ANTICHI MAESTRI, di Thomas Bernhard (Adelphi)
Stomachevole. Disgustoso. Abietto. Ripugnante (soprattutto ripugnante). Spudorato. Disdicevole. Insensato. Vacuo. Aberrante.
..questi sono solo alcuni degli aggettivi che nella prosa di Bernhard si ripetono ossessivamente di libro in libro, e anche in Antichi Maestri non c’è eccezione.
Centonovanta pagine di intransigente concione su qualsiasi argomento: dallo stato delle toilette austriache, alla austriaca politica, passando per le arti, la moda, le abitudini culinarie e quant’altro.

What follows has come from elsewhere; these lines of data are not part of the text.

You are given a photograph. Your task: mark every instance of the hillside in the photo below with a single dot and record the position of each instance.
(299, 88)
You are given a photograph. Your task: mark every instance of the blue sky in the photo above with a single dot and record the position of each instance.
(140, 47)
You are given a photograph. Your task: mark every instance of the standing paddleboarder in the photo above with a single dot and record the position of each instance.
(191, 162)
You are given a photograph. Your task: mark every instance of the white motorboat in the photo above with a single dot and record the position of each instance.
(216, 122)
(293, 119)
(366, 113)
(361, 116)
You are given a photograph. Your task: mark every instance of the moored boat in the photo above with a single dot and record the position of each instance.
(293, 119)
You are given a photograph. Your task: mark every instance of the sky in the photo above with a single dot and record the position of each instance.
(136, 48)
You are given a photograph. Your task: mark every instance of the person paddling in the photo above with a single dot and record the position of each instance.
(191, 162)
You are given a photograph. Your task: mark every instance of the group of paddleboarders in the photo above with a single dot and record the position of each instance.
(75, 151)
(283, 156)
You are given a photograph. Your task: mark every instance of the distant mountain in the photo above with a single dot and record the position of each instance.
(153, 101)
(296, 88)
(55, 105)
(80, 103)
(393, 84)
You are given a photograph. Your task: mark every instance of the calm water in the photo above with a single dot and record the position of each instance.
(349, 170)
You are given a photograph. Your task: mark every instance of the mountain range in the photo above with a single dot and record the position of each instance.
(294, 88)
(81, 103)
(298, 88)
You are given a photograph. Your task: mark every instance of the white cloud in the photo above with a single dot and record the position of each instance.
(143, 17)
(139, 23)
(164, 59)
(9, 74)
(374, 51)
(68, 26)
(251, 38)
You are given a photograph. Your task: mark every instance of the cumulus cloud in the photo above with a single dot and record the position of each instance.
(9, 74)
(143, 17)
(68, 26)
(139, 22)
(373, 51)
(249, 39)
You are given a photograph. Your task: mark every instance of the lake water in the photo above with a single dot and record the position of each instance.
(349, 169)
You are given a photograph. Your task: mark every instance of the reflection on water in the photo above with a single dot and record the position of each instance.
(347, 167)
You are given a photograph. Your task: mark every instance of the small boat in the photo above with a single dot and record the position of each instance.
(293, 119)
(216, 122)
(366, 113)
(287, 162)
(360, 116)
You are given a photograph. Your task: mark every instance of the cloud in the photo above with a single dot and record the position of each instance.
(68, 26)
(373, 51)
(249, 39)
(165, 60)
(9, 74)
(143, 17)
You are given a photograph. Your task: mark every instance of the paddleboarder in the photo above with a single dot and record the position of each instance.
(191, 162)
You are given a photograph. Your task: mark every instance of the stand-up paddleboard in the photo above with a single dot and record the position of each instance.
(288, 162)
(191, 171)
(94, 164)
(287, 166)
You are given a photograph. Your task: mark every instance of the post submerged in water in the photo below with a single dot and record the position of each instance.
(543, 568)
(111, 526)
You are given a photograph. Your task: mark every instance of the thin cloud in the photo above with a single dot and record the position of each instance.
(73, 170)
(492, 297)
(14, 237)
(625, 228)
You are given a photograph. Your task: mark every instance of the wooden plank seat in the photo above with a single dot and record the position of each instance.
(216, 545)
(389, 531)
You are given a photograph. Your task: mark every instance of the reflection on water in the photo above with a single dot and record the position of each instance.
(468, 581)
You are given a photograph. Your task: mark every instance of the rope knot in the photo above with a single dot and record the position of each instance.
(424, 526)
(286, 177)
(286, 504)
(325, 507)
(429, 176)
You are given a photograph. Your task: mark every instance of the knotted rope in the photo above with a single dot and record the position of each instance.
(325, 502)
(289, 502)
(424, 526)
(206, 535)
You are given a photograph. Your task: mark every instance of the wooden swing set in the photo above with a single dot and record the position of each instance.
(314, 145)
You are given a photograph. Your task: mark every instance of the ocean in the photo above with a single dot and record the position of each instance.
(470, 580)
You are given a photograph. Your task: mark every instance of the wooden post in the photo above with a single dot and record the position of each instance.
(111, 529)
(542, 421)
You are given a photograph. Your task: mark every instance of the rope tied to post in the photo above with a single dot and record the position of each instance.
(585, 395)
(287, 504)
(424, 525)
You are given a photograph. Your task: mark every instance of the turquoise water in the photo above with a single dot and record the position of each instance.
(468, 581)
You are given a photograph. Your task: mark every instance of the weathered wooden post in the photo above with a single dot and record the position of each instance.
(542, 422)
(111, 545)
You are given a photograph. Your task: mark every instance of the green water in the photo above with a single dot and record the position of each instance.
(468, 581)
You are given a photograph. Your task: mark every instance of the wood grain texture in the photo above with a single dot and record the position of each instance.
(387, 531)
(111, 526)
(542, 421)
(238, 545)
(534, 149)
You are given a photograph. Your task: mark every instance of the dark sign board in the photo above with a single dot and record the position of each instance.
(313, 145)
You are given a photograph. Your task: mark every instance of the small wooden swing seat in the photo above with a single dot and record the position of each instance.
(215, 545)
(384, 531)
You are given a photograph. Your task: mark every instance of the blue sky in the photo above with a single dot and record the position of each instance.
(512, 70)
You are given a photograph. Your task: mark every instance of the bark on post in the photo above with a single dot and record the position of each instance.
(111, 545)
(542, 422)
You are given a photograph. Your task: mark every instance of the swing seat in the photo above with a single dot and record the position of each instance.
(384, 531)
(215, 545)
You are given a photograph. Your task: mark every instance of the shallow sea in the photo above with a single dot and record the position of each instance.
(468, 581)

Centonovanta pagine scritte fitte come il discorso di un pazzo. O lo sfogo di un disilluso. Di un uomo che ha un tempo amato la società e i suoi prodotti culturali presumibilmente più alti, ed ora rifugge quella stessa società (sapendo di non poterne fare a meno) e rigetta tutto del suo mondo. Inutilmente.

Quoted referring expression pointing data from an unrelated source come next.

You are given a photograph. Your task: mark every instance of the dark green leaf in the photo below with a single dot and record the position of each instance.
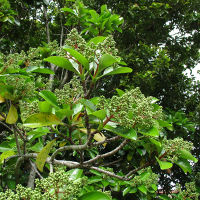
(187, 155)
(163, 164)
(50, 97)
(95, 196)
(42, 119)
(61, 62)
(42, 156)
(184, 165)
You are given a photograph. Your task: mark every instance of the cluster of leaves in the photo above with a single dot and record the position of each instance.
(71, 118)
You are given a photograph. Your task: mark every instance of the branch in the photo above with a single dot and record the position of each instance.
(106, 154)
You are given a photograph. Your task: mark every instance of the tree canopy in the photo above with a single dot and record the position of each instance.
(93, 96)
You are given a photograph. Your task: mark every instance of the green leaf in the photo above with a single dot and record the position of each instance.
(120, 92)
(44, 106)
(12, 116)
(144, 176)
(61, 62)
(119, 70)
(187, 155)
(164, 197)
(6, 154)
(158, 144)
(105, 61)
(75, 173)
(62, 113)
(4, 149)
(152, 132)
(42, 119)
(126, 191)
(163, 164)
(37, 147)
(97, 40)
(154, 187)
(44, 71)
(79, 57)
(67, 10)
(95, 196)
(143, 189)
(184, 165)
(101, 114)
(50, 97)
(42, 156)
(121, 131)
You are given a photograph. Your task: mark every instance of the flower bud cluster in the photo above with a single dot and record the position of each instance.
(90, 50)
(28, 108)
(132, 109)
(70, 93)
(56, 186)
(172, 147)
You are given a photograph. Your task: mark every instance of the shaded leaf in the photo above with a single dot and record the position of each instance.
(42, 156)
(50, 97)
(119, 70)
(121, 131)
(61, 62)
(187, 155)
(163, 164)
(95, 195)
(101, 114)
(42, 119)
(97, 39)
(6, 154)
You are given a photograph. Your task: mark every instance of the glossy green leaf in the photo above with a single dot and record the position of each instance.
(42, 119)
(119, 70)
(120, 92)
(97, 40)
(63, 113)
(187, 155)
(42, 156)
(44, 106)
(101, 114)
(61, 62)
(4, 149)
(121, 131)
(143, 189)
(79, 57)
(105, 61)
(95, 196)
(12, 116)
(184, 165)
(152, 132)
(163, 164)
(75, 173)
(43, 71)
(145, 176)
(50, 97)
(157, 143)
(126, 191)
(37, 147)
(5, 155)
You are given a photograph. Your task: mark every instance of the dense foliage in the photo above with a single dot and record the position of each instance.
(60, 102)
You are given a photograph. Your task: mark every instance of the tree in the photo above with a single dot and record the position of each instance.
(76, 108)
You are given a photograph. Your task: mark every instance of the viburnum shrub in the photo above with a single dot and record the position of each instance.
(55, 119)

Pateticamente. Nel senso di qualcosa intriso di pathos, ossia di dolore.
Un grande rigurgito di humanitas bernhardiana. Cinica, sfrontata e comica. Ironica ed autoironica. Insopportabilmente pedante. Irrimediabilmente buffa.
In mezzo alle macerie di questo mondo crivellato dal buio della ragione, però, una luce si fa strada per dare senso alla presunta fine di ogni volontà di agire ed essere.
È la forza imperitura (ed imperfetta) dell’amore.
Se sia amore romantico, fraterno o filiale lascio al lettore il piacere di scoprirlo.